The reason for this variation is still not yet clear, but some doctors think this happens when both parents have a medical history of Duchenne in their family. The most important thing to remember about people assigned female at birth who live with Duchenne is that the symptoms are very unpredictable as they don’t tend to follow expected patterns associated with the disease. This means, in practice, a more flexible approach is needed with specialists tailoring care to their unique needs. It is also harder to know how the disease will progress, and in what timeframes, often making it more difficult to prepare for what lies ahead.

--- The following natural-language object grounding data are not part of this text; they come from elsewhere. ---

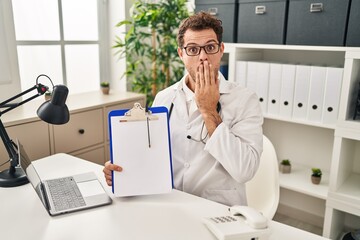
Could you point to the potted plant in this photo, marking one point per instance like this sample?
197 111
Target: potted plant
316 175
150 45
285 166
105 87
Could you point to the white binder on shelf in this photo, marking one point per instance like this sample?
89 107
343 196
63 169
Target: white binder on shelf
316 94
262 84
332 95
241 73
273 105
287 90
301 94
140 144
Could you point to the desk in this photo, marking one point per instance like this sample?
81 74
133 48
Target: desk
176 215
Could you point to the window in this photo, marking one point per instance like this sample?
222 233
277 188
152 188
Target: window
62 39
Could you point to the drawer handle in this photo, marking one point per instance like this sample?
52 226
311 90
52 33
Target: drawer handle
259 10
212 11
316 7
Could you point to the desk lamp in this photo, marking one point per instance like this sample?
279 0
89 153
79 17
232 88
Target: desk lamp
53 111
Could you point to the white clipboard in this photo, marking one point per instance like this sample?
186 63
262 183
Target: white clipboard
140 144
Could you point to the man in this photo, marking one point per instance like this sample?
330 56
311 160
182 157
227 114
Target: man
216 125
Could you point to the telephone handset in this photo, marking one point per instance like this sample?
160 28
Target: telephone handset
243 222
252 217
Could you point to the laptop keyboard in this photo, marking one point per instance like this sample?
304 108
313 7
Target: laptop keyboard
65 193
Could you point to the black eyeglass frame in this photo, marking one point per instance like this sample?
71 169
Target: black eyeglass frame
202 47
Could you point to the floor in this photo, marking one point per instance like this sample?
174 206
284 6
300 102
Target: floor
298 224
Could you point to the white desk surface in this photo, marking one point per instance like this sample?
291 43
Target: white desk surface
176 215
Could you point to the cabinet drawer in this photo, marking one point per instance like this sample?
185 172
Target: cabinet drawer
26 133
84 129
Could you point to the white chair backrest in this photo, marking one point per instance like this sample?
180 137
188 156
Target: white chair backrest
263 190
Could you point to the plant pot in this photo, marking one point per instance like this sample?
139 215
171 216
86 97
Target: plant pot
315 180
105 90
285 168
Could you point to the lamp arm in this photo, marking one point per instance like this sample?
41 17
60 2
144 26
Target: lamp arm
41 89
14 159
12 152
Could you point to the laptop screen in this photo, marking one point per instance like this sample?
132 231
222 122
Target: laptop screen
28 167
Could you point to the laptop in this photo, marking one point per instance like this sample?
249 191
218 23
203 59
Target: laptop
65 194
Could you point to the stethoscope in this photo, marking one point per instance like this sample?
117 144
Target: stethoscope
201 139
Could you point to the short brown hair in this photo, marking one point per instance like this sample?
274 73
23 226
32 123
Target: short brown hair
199 21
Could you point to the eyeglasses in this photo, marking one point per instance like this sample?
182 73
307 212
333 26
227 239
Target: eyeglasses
211 48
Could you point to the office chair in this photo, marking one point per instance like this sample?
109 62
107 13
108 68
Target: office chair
263 190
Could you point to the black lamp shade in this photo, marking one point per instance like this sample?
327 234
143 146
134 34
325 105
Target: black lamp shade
55 110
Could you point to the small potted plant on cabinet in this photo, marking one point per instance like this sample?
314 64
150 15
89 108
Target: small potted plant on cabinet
285 166
105 87
316 175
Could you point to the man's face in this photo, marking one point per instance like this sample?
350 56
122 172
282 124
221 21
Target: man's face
200 38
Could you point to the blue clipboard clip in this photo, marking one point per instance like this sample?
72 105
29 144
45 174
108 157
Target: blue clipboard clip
138 113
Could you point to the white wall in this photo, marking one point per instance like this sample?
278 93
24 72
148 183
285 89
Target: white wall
117 10
9 74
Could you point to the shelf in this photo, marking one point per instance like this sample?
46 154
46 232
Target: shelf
303 122
299 181
355 50
348 192
348 129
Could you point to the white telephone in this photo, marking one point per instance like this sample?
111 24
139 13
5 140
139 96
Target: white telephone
243 223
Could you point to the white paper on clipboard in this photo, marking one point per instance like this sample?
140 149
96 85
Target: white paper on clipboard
140 144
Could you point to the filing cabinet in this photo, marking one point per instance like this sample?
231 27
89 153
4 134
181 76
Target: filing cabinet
353 31
261 21
226 11
83 130
317 22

Clinical trials and treatments
Currently, there is only one treatment available for Duchenne - called Translarna - through a managed access agreement. Females with Duchenne are eligible to access this treatment if they fall under the eligibility criteria. However, for other treatments currently in development, females find they are often unable to access clinical trials as the sample focuses exclusively on males.
We have heard from the community about how often females living with Duchenne are negatively impacted by widespread assumptions and how they feel they are overlooked. But, here at MDUK, we see you, we hear you, and we are here to support you every stage of your journey. We understand you may be overwhelmed and discouraged by the current system, which is why we are pushing for change.
We are committed to raising awareness of women with Duchenne amongst policymakers, NHS, and key healthcare to ensure faster diagnosis, better access to treatment, and improved support.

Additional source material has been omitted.